I have an Eldar Army for sale or trade. I would like Space Marines or Necrons. I have started painting them but have not gotten far. The Avatar is painted and is painted to a high standerd. I'm looking for a fair price so I can buy a nother army or just a strait up trade make me an offer. Shoot me a message I'm easy to work with. 


12 Guardians with a D- Cannon
5 Warp Spiders with 2 exarchs
Avatar the bloody handed God
A Farseer with whichblade
5 Jet bikes
6 Rangers
OOP Wraithlord
Falcon Grave Tank
Eldar Codex


----------



## Starship Trooper (Dec 2, 2009)

Here is a better picture. Also worth noteing one of the jet bikes has been given diffrent wings. They were the "horns"? of an old Avatar if you look at this pic you can see what I mean. Also the Avatar does not have the big pony tail (never liked it much). And lastly I do not have clear bases for these. Please let me know if you have questions. Again I would love to trade for Space Marines or perhaps Necrons.

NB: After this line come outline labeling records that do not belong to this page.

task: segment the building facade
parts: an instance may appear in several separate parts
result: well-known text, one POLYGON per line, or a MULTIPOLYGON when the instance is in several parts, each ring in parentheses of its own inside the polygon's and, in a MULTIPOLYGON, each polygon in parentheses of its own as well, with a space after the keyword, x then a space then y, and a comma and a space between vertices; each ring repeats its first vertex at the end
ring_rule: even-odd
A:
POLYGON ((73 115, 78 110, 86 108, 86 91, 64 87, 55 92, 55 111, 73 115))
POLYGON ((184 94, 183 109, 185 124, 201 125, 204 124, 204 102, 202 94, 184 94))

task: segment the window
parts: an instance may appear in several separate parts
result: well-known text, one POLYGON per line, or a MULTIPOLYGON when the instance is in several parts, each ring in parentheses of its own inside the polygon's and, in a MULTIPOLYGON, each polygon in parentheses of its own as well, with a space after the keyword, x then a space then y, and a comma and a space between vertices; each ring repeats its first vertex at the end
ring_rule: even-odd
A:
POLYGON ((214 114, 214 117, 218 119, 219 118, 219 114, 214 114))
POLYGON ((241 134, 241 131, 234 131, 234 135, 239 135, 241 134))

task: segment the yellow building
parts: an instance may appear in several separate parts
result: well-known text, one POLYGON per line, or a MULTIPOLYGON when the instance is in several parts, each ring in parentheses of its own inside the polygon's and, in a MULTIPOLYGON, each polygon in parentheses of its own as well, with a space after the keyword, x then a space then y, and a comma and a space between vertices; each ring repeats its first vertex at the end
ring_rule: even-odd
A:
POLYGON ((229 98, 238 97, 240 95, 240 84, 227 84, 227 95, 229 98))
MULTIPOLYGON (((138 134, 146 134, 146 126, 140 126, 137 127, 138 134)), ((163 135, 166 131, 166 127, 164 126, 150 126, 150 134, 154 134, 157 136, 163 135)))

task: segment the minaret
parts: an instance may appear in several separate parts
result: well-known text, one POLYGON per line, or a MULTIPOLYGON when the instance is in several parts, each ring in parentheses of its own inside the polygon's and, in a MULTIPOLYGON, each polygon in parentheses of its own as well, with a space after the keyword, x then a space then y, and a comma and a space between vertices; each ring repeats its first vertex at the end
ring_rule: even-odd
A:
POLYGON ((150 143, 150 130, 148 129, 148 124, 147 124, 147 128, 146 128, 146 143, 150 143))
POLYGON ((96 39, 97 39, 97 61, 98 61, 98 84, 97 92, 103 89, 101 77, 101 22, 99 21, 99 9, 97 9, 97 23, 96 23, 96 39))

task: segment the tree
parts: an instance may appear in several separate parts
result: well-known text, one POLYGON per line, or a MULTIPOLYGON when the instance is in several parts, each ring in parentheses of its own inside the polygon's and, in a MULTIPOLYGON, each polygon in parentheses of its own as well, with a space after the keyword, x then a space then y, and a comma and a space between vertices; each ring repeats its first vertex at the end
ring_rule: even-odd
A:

Or maybe even some cash to buy some space marines.


----------



## Marshal Ragnar (Sep 5, 2010)

What type of SM pieces are you looking for? I have a bunch of bikes that I would be willing to trade.


----------



## Starship Trooper (Dec 2, 2009)

Marshal Ragnar said:


> What type of SM pieces are you looking for? I have a bunch of bikes that I would be willing to trade.

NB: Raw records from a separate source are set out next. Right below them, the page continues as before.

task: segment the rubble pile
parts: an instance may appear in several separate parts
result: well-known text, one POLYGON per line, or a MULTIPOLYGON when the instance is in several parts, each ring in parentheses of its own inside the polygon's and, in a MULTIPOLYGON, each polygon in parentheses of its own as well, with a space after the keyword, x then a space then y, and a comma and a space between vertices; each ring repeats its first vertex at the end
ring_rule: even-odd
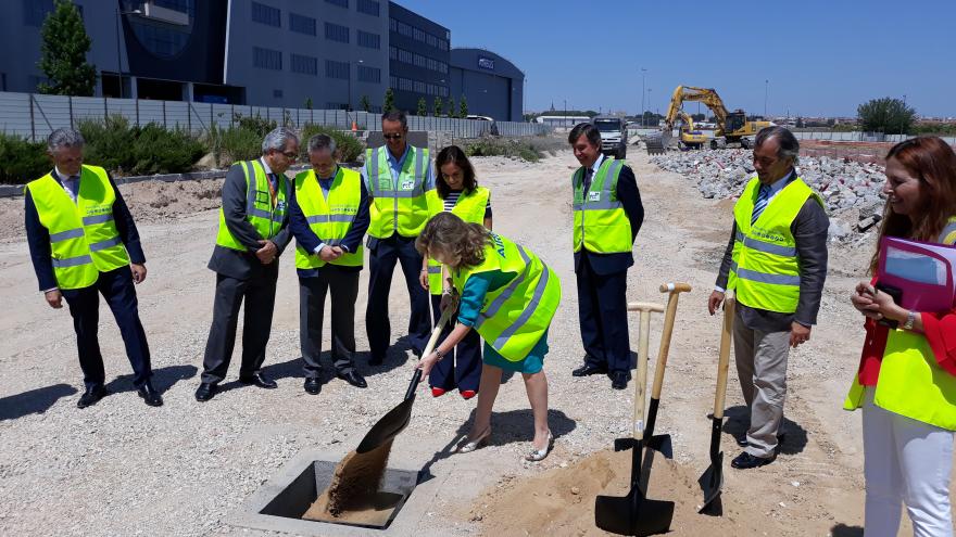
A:
MULTIPOLYGON (((651 157, 662 169, 675 171, 697 184, 704 197, 737 197, 754 177, 753 153, 746 150, 668 152, 651 157)), ((800 176, 820 193, 831 217, 830 239, 848 239, 853 231, 877 228, 885 199, 880 190, 885 176, 877 164, 801 156, 800 176)))

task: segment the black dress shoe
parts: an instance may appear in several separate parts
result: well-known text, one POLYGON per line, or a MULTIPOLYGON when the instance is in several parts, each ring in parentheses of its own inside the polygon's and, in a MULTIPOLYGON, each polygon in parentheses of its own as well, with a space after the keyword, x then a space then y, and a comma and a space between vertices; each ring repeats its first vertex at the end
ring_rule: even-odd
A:
POLYGON ((322 381, 318 378, 310 376, 309 379, 305 379, 303 387, 307 394, 318 395, 318 393, 322 392, 322 381))
POLYGON ((770 457, 754 457, 753 455, 744 451, 734 457, 734 459, 730 461, 730 465, 738 470, 750 470, 752 468, 765 466, 773 462, 776 459, 776 455, 771 455, 770 457))
POLYGON ((241 382, 242 384, 254 384, 259 387, 266 389, 275 389, 279 387, 279 385, 276 384, 276 381, 269 379, 262 373, 252 373, 252 375, 250 376, 240 376, 239 382, 241 382))
POLYGON ((86 392, 79 396, 79 400, 76 401, 76 408, 86 408, 92 405, 96 405, 100 399, 110 394, 110 391, 105 388, 105 386, 92 386, 86 388, 86 392))
POLYGON ((196 388, 196 400, 200 402, 207 401, 216 395, 216 385, 212 382, 203 382, 196 388))
POLYGON ((368 383, 365 382, 365 379, 363 379, 362 375, 358 374, 358 371, 355 371, 354 369, 348 373, 336 373, 336 376, 355 387, 368 387, 368 383))
POLYGON ((152 384, 146 383, 142 386, 139 386, 139 389, 136 391, 142 400, 149 405, 150 407, 162 407, 163 406, 163 396, 156 392, 156 388, 153 387, 152 384))
POLYGON ((628 381, 630 381, 630 378, 624 371, 611 373, 611 387, 613 387, 614 389, 626 388, 628 381))
POLYGON ((588 376, 592 374, 606 374, 607 368, 604 366, 592 366, 590 363, 584 363, 580 368, 571 371, 573 376, 588 376))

well I was looking to get enough SM stuff to feild a small force similer to this one. What do you have when you say bikes? Do you have any other stuff so I could try to make a small battle force? My goal is to not spend $...


----------



## Marshal Ragnar (Sep 5, 2010)

I have 13 regular bikers, 2 bikes with meltas, 3 bikes with PW, an attack bike with MM, and a chaplain on a bike. I also have a home-made librarian and company-fighting champion and 5 reg marines. all together these cost $300+


----------



## Starship Trooper (Dec 2, 2009)

Going... going.... sold!


----------